Anadolu’da Milli Mücadele’nin devam ettikleri yıllarda Türk askerinin yürekliliğini anlatan bu eser, 98 yaşına girdi. Bağımsızlığa olan tutkunun ifadesi olan bu eser Osman Zeki Üngör tarafından bestelenmiştir.
Her Türk’ün muhakkak ezbere bilmesi gereken bu eser, Türk askerlerinin ve halkının düşmanlara karşı verdiği değerli mücadelenin en güzel ifadesidir. İstiklal Marşı’nın kabulü serüveni ilk olarak Maarif Vekaleti’nin güfte yarışması düzenlemesi ile başladı. O zamanlar Türk Kurtuluş Savaşı’nın ilk yılları idi.
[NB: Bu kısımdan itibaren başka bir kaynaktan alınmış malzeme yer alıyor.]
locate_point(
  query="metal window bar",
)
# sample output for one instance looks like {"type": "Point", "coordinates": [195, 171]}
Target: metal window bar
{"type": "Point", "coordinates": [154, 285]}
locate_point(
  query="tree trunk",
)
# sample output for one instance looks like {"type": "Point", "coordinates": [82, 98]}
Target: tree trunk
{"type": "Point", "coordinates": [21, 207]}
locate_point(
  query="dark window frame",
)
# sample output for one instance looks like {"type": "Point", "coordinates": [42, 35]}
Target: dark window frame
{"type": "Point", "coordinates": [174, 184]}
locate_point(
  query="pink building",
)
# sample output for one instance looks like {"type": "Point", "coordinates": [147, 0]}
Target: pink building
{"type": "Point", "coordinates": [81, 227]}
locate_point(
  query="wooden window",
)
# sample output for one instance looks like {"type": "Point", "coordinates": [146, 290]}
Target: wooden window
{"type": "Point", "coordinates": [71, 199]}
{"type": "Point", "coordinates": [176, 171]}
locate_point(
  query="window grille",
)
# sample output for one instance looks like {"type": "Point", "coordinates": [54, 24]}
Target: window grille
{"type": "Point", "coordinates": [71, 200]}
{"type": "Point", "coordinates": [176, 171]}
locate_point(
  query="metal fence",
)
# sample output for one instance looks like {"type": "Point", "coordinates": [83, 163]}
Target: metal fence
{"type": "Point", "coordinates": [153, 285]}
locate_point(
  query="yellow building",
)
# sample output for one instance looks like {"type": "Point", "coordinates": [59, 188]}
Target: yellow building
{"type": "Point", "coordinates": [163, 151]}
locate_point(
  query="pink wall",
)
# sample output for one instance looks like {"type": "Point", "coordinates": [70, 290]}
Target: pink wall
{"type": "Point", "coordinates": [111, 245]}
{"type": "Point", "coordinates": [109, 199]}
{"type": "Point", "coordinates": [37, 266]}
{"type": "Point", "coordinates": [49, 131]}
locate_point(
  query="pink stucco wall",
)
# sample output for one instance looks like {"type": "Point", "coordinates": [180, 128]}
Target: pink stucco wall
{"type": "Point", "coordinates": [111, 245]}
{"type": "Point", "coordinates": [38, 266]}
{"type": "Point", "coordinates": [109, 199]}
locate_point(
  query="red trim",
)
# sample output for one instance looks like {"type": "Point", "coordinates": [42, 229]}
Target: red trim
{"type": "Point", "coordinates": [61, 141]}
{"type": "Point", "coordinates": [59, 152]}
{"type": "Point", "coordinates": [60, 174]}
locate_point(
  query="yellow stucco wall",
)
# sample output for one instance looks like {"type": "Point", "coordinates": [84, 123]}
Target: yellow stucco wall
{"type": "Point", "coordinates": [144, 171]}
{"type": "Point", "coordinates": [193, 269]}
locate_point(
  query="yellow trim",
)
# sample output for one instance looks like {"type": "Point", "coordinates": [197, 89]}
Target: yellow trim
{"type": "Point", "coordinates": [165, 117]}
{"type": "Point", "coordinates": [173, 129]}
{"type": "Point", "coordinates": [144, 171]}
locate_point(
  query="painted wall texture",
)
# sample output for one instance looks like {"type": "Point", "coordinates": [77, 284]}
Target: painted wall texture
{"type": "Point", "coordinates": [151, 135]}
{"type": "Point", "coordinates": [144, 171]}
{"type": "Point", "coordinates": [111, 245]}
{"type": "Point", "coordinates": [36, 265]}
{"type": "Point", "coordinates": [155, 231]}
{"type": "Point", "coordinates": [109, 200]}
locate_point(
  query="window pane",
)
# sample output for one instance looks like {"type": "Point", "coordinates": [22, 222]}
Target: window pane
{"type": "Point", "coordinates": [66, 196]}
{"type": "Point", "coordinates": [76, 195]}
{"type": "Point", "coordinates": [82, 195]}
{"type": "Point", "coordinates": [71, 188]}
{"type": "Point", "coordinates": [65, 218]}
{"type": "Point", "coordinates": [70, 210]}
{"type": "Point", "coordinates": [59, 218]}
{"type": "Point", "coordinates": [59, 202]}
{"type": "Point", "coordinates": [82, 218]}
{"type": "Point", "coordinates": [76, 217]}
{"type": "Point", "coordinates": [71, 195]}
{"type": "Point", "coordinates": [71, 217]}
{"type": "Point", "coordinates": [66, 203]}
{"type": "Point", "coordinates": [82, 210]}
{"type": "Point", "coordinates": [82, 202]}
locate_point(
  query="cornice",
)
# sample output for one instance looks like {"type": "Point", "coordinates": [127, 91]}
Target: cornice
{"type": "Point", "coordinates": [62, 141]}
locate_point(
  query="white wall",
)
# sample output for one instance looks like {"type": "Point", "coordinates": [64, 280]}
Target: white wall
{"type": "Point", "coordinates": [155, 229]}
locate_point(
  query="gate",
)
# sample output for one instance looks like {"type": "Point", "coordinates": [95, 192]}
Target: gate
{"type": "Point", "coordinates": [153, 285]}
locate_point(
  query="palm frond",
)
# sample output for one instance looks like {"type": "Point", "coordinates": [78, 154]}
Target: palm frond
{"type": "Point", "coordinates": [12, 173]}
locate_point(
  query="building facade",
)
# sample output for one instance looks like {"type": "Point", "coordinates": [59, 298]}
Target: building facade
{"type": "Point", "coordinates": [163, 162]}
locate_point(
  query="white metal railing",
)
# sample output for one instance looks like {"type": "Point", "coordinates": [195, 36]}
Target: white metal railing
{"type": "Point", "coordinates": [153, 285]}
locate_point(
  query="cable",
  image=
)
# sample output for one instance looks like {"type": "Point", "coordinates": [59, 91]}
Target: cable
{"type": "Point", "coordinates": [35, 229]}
Yarışmanın düzenlenmesindeki amaç İstiklal Savaşı’na mili ruh katmak idi. 1921 yılında düzenlenen bu yarışmaya toplam 724 şiir katıldı. 724 şiiri gönderen kişiler arasında Kazım Karabekir, Kemalettin Kamu, İsak Ferrera, Muhittin Baha Pars ve Hüseyin Suat Yalçın gibi tanınmış isimler de vardı.
Mehmet Akif Ersoy ise o zamanlar millet başarılırının para ile övülmesinin doğru bulmadığı için yarışmaya katılmak istememiştir. 23 Aralık 1920 tarihi şiirlerin gönderilmesi için son şiir gönderme tarihi idi. Bu tarihe kadar gönderilmiş olan şiirler incelendiğinde Eğitim Bakanlığı güfteler arasında İstiklal Marşı olmaya layık şiir tespit edememişti. Bunun üzerine Mehmet Akif Ersoy fikrini değiştirdi.
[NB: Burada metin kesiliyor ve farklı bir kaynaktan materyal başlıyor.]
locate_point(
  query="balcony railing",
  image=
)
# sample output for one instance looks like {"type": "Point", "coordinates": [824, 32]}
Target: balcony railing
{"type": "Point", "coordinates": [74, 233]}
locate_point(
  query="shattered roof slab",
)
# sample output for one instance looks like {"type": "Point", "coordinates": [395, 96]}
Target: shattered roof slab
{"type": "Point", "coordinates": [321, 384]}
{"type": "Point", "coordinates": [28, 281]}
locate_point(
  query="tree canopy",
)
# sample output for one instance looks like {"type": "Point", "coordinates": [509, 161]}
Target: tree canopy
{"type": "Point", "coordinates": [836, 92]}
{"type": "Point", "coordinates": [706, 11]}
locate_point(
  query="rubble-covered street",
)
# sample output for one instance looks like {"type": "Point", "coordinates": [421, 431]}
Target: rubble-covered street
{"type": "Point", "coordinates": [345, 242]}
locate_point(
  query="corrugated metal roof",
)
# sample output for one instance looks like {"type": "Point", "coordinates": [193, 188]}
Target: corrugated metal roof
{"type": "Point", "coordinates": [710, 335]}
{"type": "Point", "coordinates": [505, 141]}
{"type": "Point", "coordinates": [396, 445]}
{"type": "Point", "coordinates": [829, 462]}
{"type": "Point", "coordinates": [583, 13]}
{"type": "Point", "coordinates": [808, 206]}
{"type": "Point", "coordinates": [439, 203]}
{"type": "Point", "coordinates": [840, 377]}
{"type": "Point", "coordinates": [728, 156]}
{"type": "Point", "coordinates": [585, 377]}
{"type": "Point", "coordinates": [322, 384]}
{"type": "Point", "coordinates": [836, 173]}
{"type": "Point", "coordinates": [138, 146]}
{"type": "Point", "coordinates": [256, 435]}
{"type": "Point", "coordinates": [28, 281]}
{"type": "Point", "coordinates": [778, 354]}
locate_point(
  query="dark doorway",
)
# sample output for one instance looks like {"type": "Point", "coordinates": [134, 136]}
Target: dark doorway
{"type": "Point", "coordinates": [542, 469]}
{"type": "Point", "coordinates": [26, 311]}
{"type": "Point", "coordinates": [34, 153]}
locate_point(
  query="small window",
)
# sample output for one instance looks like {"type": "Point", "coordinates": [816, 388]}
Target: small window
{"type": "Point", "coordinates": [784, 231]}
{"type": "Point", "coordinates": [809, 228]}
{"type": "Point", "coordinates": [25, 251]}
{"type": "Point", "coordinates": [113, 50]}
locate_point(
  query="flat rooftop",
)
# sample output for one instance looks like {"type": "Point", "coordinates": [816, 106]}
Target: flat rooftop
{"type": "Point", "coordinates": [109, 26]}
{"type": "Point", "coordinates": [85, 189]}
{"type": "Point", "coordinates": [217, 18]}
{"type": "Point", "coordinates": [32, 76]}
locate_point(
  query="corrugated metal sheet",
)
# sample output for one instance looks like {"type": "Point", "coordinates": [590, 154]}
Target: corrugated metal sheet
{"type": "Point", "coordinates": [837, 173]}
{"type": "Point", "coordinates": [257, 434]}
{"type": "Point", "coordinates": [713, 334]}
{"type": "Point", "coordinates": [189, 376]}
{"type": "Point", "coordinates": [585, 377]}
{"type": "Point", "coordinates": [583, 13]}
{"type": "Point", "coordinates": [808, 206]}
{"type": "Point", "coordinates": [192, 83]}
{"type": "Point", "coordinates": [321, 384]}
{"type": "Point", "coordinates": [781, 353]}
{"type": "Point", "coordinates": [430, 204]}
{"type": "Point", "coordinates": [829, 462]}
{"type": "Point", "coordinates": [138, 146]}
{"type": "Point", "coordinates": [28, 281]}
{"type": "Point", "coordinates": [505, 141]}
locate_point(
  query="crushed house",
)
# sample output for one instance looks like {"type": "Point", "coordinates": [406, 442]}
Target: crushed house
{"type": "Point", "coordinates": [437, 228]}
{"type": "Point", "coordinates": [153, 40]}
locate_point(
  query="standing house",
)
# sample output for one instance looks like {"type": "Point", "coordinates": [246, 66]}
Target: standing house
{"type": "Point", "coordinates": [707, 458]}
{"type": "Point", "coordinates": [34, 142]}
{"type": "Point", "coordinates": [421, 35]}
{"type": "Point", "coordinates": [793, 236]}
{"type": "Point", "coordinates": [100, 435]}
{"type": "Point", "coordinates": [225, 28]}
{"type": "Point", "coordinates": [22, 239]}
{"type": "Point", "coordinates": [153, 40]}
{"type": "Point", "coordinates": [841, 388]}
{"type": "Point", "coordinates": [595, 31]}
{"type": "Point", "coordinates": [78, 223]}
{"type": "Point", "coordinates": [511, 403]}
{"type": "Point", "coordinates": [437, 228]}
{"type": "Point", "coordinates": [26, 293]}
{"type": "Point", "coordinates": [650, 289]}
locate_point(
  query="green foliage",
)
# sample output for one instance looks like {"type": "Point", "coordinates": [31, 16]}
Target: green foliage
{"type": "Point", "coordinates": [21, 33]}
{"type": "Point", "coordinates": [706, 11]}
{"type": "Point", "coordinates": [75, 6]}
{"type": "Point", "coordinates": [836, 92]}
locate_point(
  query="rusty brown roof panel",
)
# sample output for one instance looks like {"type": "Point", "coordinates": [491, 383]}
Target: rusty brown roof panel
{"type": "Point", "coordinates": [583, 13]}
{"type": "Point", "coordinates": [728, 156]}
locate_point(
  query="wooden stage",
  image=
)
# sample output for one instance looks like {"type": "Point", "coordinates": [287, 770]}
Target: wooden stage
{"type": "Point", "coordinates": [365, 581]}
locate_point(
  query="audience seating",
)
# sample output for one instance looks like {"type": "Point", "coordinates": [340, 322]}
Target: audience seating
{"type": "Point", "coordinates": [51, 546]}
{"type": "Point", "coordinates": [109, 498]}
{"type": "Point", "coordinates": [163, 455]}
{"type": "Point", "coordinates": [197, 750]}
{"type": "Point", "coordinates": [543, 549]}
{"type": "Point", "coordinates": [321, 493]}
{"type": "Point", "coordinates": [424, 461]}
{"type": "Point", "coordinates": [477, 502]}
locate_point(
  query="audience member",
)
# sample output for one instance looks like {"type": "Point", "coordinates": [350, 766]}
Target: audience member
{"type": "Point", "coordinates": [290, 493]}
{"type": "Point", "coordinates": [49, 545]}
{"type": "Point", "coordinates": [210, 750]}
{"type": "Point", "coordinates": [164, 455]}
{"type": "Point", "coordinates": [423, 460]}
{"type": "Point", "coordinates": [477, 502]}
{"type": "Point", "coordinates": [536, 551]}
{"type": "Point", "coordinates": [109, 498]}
Maarif Vekili Hamdullah Suphi Bey’in Ersoy’a yazmış olduğu mektup sayesinde Mehmet Akif Ersoy’un fikri değişmişti. Mektup son teslim tarihinden sonra, 5 Şubat 1921 tarihli idi. Bu davet mektubunun üzerine Ersoy Ankara’da bulunan Taceddin Dergahı’nda yer alan odasında, İstiklal Marşı’nı yazdı. Türk ordusuna hitap eden bu şiir, Kurtuluş Savaşı’nın Türkler tarafında kazanılacağına dair inancı yansıtıyordu. Suphi Bey, bu şiirin ilk önce cephede askerler tarafından okunmasını istedi ve ilk olarak şiir yalnızca askerler arasında okundu.
Korkma, sönmez bu şafaklarda yüzen al sancak;
Sönmeden yurdumun üstünde tüten en son ocak...
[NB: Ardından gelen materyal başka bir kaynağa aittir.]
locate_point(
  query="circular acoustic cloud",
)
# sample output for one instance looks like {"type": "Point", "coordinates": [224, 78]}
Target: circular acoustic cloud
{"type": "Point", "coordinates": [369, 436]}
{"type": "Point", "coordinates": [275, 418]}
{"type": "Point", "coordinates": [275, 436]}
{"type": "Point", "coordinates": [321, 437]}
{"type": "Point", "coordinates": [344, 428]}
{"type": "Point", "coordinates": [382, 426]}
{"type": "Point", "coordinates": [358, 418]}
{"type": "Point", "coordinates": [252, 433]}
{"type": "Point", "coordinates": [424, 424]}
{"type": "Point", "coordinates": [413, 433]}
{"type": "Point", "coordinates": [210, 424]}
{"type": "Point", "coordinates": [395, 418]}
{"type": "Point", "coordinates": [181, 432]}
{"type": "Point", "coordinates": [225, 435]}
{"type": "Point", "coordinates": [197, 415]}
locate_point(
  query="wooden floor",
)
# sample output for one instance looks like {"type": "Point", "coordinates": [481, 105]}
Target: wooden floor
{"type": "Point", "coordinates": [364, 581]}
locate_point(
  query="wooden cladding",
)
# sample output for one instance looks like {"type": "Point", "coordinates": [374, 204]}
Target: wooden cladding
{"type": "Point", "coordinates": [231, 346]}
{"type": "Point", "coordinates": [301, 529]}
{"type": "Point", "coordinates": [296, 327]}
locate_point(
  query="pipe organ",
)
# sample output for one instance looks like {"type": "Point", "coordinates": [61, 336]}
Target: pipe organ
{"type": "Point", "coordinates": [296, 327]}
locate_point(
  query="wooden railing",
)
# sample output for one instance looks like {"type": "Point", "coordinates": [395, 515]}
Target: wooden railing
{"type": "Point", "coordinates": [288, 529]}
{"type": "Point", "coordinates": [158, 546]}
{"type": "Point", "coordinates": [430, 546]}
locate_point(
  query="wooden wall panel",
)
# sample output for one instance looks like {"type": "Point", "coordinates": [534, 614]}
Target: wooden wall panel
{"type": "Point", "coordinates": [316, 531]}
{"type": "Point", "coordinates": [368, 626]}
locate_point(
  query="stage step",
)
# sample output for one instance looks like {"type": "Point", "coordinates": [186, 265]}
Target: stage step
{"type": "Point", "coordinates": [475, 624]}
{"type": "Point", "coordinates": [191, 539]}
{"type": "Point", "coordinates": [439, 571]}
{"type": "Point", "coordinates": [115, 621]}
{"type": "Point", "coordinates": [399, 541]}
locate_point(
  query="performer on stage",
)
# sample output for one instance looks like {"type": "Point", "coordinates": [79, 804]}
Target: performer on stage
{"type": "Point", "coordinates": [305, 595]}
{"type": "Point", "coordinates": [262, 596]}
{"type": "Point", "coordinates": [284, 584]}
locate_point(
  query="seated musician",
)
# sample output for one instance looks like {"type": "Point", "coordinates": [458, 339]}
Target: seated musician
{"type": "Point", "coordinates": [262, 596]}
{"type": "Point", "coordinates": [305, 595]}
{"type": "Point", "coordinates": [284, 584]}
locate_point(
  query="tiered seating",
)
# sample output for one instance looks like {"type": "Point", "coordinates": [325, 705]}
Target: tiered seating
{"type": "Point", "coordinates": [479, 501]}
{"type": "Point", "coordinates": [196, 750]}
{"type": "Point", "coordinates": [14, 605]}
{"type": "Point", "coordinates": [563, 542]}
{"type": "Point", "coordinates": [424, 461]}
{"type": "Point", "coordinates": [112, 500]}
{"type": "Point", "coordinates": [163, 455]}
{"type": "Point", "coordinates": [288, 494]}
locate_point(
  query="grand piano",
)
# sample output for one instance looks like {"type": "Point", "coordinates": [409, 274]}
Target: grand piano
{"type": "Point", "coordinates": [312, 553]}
O benim milletimin yıldızıdır, parlayacak;
O benimdir, o benim milletimindir ancak.
Çatma, kurban olayım, çehrene ey nazlı hilal!
Kahraman ırkıma bir gül... Ne bu şiddet, bu celal?
Sana olmaz dökülen kanlarımız sonra helal;
Hakkıdır, Hakk’a tapan, milletimin istiklal.